Questrom School of Business Makes Poets & Quants Top 10 Business Schools to Watch
Questrom School of Business Makes Poets & Quants Top 10 Business Schools to Watch
BU’s new online MBA program could put pressure on other schools to compete
An earlier version of this story misstated the Poets & Quants list that Questrom appears on. BU Today apologizes for that error.
Boston University’s Questrom School of Business appears on the prominent list of top 10 business schools in the country to watch by Poets & Quants. The news comes as Questrom is rolling out its new online MBA program under Susan Fournier, Allen Questrom Professor and Dean, in a partnership with the online education platform edX.
Now in its fifth year, Poets & Quants describes its ranking of business schools as celebrating “the MBA programs that are doing something different—or way better. These schools are staking out bold positions, defying convention, creating new markets, and expanding possibilities.”
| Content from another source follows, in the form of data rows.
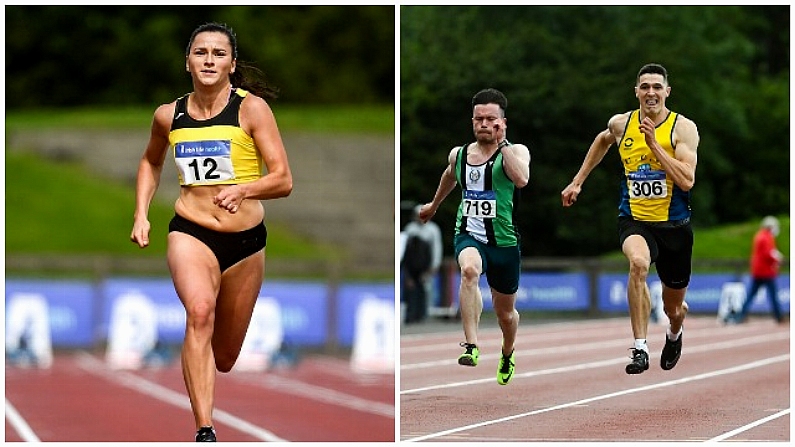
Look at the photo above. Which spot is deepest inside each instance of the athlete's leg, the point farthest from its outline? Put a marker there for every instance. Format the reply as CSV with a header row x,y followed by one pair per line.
x,y
470,299
637,252
675,307
197,279
240,288
508,317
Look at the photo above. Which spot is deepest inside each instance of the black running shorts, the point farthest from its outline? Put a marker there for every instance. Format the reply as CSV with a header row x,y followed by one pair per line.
x,y
229,248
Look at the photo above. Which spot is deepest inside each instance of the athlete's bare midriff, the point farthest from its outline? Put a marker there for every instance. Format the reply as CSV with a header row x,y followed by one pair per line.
x,y
195,203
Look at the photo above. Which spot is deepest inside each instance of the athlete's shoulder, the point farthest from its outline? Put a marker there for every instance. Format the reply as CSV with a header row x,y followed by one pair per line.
x,y
685,123
164,114
619,121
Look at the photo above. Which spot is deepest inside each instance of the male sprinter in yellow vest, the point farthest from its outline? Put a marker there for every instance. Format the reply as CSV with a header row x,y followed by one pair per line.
x,y
491,172
658,151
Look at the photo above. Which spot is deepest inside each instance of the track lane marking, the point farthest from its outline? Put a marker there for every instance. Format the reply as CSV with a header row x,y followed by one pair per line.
x,y
167,395
20,425
320,394
746,427
708,375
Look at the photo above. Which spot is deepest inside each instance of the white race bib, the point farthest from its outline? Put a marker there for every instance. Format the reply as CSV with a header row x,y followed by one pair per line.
x,y
647,185
207,161
480,204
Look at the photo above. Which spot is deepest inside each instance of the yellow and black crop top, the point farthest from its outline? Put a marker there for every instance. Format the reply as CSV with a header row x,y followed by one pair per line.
x,y
215,151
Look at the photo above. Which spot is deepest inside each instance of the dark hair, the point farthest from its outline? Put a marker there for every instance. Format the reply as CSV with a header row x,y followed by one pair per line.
x,y
490,96
246,76
653,69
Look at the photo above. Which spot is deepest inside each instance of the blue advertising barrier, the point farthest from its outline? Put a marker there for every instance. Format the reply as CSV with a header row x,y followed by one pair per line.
x,y
303,307
703,293
542,291
70,308
80,311
348,299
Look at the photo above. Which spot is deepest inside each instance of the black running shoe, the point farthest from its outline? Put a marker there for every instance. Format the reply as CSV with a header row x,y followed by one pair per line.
x,y
205,434
671,353
640,362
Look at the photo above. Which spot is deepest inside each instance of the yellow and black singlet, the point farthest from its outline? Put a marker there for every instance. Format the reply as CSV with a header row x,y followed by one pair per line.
x,y
647,193
215,151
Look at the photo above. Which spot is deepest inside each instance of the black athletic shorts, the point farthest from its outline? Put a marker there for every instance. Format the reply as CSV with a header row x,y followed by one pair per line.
x,y
502,265
670,245
229,248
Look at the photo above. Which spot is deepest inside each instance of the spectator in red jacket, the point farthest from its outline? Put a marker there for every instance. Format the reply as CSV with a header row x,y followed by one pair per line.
x,y
765,262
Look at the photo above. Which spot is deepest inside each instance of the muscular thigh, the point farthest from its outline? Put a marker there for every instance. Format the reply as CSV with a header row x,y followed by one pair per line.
x,y
240,288
194,269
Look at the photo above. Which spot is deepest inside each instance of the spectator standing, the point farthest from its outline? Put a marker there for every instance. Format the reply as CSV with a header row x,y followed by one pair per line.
x,y
765,263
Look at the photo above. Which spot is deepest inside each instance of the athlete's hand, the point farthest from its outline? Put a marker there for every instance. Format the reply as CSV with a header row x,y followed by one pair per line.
x,y
647,128
140,233
499,133
426,212
230,198
569,195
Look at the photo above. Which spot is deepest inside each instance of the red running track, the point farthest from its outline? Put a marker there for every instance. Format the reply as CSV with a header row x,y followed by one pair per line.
x,y
732,383
79,399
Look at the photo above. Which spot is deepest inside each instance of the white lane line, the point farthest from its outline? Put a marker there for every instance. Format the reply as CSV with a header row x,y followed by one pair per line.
x,y
20,425
320,394
728,344
94,366
709,375
739,430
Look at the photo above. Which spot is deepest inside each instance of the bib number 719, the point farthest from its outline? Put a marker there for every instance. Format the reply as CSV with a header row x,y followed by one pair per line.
x,y
480,204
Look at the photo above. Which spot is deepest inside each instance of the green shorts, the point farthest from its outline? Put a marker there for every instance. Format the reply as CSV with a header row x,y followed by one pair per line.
x,y
501,265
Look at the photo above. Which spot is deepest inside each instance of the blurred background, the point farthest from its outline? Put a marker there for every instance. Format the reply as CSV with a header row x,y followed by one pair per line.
x,y
82,84
565,71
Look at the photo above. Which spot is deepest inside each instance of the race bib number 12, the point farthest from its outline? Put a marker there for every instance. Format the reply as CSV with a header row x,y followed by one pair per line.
x,y
206,161
480,204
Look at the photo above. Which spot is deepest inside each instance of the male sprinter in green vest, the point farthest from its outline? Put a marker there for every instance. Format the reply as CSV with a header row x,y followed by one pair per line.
x,y
491,171
658,151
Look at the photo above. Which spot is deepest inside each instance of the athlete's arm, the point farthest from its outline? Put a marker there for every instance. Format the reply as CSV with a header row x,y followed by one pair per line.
x,y
682,167
256,118
516,163
596,152
446,185
149,169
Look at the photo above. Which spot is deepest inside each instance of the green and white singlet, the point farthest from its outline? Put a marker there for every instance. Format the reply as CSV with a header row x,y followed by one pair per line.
x,y
488,201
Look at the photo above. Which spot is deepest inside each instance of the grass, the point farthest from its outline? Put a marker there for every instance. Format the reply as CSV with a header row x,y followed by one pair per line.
x,y
378,119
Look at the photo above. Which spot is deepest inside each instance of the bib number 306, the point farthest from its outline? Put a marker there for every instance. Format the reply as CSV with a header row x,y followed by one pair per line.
x,y
647,185
480,204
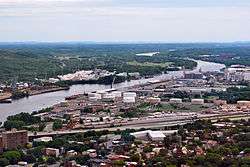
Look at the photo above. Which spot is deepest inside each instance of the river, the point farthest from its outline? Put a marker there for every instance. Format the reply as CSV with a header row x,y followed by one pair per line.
x,y
37,102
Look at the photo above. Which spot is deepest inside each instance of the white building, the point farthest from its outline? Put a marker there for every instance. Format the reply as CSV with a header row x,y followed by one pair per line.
x,y
43,139
175,100
129,100
153,135
197,101
129,94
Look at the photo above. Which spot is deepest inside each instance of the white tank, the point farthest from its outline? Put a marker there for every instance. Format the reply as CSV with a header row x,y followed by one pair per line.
x,y
129,94
129,99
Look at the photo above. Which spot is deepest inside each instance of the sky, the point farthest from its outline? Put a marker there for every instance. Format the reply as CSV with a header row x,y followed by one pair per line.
x,y
125,20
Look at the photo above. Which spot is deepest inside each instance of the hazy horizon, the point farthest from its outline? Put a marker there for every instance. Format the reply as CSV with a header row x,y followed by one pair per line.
x,y
129,21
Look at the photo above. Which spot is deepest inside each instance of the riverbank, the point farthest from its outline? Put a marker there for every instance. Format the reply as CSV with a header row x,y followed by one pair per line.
x,y
38,92
40,101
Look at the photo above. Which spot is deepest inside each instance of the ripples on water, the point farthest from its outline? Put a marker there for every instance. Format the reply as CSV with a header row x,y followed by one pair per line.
x,y
37,102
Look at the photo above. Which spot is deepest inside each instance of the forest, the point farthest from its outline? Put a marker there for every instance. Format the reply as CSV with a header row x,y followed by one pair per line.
x,y
28,61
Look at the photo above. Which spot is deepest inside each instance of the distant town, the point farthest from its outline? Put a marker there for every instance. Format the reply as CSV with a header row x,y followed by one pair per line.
x,y
171,115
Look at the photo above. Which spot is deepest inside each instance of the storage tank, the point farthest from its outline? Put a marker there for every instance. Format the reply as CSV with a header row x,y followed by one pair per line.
x,y
197,101
117,93
95,95
129,99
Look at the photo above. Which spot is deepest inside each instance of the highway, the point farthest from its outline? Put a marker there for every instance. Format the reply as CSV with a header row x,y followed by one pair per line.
x,y
160,123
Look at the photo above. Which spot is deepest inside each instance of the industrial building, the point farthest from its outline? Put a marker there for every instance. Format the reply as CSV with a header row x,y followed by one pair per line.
x,y
14,139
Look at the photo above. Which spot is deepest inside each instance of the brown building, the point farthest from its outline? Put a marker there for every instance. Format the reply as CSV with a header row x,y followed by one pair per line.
x,y
13,139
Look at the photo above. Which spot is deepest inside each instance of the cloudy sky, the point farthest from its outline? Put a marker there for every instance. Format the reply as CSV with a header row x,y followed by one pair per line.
x,y
125,20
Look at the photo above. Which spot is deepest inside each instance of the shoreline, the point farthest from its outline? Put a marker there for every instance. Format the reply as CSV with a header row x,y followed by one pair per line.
x,y
48,91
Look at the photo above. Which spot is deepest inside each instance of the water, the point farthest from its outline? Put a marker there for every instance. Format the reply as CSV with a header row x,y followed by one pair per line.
x,y
37,102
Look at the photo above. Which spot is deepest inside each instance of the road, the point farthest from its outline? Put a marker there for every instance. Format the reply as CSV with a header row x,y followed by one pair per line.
x,y
146,125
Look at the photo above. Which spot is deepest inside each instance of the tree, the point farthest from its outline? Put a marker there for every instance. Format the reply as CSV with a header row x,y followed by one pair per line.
x,y
29,158
57,124
8,125
118,163
135,157
4,162
51,160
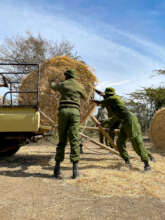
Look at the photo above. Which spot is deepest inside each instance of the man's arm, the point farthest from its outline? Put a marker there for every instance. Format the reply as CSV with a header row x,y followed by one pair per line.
x,y
54,86
99,92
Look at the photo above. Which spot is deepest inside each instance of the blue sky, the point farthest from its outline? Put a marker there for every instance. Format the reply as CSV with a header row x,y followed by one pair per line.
x,y
123,40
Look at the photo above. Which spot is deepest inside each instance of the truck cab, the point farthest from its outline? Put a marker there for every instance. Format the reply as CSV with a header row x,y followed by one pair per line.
x,y
19,122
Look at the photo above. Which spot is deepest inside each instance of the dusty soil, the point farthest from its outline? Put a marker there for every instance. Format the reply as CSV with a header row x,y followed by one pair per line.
x,y
105,190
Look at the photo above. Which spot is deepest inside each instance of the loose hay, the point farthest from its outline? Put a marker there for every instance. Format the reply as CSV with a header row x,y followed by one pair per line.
x,y
106,176
157,129
53,69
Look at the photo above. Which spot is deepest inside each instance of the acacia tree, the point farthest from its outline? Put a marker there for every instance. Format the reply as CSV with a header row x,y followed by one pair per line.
x,y
144,103
31,49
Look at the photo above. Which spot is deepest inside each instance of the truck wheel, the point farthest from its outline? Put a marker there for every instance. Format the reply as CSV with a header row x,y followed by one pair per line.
x,y
8,148
8,152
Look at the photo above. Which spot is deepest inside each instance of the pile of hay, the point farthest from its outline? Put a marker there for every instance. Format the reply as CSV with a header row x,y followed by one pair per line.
x,y
54,69
157,129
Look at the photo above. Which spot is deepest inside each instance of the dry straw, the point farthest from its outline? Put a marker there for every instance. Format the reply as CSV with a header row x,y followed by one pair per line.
x,y
54,69
157,129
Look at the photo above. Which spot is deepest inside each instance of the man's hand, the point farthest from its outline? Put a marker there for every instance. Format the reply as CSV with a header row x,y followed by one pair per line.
x,y
96,101
99,92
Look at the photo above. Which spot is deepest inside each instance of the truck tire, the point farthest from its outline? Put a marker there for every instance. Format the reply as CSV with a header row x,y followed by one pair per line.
x,y
9,148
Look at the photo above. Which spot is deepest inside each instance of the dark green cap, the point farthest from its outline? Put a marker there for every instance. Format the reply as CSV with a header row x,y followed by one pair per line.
x,y
70,73
109,91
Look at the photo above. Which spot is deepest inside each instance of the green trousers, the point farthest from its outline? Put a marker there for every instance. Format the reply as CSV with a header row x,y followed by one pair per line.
x,y
68,128
130,130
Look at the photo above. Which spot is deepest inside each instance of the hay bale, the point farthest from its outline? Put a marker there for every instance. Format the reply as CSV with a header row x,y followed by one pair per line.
x,y
53,69
157,129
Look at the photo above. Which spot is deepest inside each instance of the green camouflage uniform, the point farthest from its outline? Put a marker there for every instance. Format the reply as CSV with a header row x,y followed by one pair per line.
x,y
130,128
112,124
102,118
69,117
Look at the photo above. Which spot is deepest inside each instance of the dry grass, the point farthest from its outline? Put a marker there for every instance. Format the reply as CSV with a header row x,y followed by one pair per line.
x,y
106,175
53,69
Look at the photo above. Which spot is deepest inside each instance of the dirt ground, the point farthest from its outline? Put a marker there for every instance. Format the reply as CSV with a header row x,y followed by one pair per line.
x,y
106,189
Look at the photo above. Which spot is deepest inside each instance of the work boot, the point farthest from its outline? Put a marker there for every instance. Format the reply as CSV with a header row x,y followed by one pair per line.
x,y
127,163
81,150
151,158
75,170
147,166
57,170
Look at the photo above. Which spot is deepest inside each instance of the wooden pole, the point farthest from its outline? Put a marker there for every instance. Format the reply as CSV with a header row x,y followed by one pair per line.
x,y
99,144
106,135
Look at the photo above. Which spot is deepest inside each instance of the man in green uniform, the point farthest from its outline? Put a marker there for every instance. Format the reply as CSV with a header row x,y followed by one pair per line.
x,y
130,128
112,124
68,120
102,117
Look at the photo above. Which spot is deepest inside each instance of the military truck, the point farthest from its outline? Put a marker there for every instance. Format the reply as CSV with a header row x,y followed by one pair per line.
x,y
19,123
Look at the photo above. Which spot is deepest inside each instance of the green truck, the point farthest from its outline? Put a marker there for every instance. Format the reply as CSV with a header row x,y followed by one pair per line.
x,y
19,123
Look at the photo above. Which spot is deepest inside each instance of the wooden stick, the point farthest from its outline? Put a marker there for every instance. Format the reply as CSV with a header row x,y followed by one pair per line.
x,y
106,135
85,136
99,144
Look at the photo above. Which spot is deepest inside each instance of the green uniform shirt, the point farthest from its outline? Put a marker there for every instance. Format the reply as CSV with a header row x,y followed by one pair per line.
x,y
71,92
115,107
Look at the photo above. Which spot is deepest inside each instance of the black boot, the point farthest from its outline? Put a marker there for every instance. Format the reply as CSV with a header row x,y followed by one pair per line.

Questrom is ninth on the list, in the company of the University of Chicago Booth School of Business, the Dartmouth College Tuck School of Business, and the University of Southern California Marshall School of Business, among others. “Eight years ago,” Poets & Quants writes about Questrom, “the school rolled the dice, anchoring its full-time curriculum to health care and life sciences, digital technology, and alternative energy and sustainability. Back then, they were ‘growth areas’ looming on the horizon. Today, they are business staples directing company strategy.”
Fournier tells BU Today that the “Poets & Quants recognition validates how hard Questrom has been working to attract and retain star faculty, cultivate innovative new programs, build infrastructure to meet evolving market demands, and advance our credibility in digital business, health, and social impact. Questrom has momentum and lots of it. We are excited to build on that momentum and establish ourselves firmly as a world class business school.”
And in an interview with Poets & Quants, Fournier explained that Questrom’s new, less expensive online MBA is not targeting students seeking a traditional graduate degree: “This is not substituting for the full-time MBA. That is a completely different segment. On-campus, online—completely different segments. Different needs, different audiences, different programs, different programming experiences.”
BU Today reached out to Poets & Quants founder and editor-in-chief John Byrne, a past editor of Fast Company and executive editor of Businessweek, to further explain why Questrom landed in the top 10 business schools to watch.
Q&A
with John Byrne
Did Questrom’s forthcoming online MBA play a role in its appearance on your list?
It’s clear that Questrom’s forthcoming online MBA will be widely anticipated. It is why we named BU’s Questrom School one of 10 Business Schools to Watch in 2020.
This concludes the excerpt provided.